A million-dollar prize for Delhi slum education project


Washington, Feb 27 (IANS): A "hole in the wall" experiment in a Delhi slum, demonstrating how children collectively can teach themselves complex issues, has won educator Sugata Mitra the first one million dollar 2013 TED Prize.

Mitra, an education technology professor at Newcastle University in the United Kingdom, said he will use the prize, awarded by TED, an annual global ideas conference, to launch a global initiative for self-directed learning that builds on his discovery.

"My wish is to help design the future of learning by supporting children all over the world to tap into their innate sense of wonder and work together," he said in his acceptance speech Tuesday at the TED 2013 conference in Long Beach, California.

"Help me build the School in the Cloud, a learning lab in India, where children can embark on intellectual adventures by engaging and connecting with information and mentoring online," Mitra said outlining his plan to build a child-driven virtual school.
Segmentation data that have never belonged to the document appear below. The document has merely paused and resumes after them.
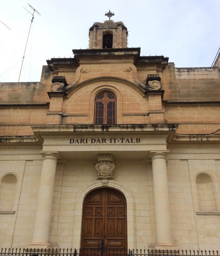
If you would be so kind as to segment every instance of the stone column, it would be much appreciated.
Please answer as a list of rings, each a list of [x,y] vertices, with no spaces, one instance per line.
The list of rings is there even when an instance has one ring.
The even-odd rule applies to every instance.
[[[46,248],[48,242],[57,163],[60,156],[57,152],[40,152],[43,157],[37,206],[33,230],[32,248]]]
[[[170,213],[164,152],[150,152],[156,226],[156,243],[154,249],[176,249],[173,241]]]

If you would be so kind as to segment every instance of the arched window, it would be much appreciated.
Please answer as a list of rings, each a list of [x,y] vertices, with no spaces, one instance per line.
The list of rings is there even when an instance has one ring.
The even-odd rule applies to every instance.
[[[103,35],[102,48],[103,49],[112,48],[113,46],[113,35],[111,34]]]
[[[0,186],[0,211],[13,209],[17,187],[17,177],[11,173],[5,176]]]
[[[217,211],[215,188],[211,177],[205,173],[200,173],[196,177],[195,183],[199,210]]]
[[[99,94],[95,101],[94,123],[95,124],[116,123],[116,97],[112,93]]]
"I also invite you, wherever you are, to create your own miniature child-driven learning environments and share your discoveries," he said asking the global TED community to make his dream a reality with Self-Organized Learning Environments (SOLEs) in homes, schools, and community programmes worldwide.

The TED Prize is awarded annually to an exceptional individual who receives $1,000,000 and the TED community's resources and expertise to spark global change.

According to TED, after a series of experiments revealed that groups of children can learn almost anything by themselves, Mitra began his pursuit to inspire children all over the world to get curious and work together.

In 1999, Mitra and his colleagues dug a hole in a wall bordering a slum in Kalkaji in south Delhi, installed an Internet-connected PC, and left it there (with a hidden camera).

Soon, they saw kids from the slum playing with the computer, learning English and searching through a wide variety of websites on science and other topics, and then teaching each other.

Mitra and his colleagues carried out experiments for over 13 years on the nature of self-organized learning, its extent, how it works and the role of adults in encouraging it.

Lara Stein, director of the TED Prize, said Mitra " has not only created a remarkable body of research around self-directed learning, but he has support from teachers around the world who are tapping into his methodology with great success."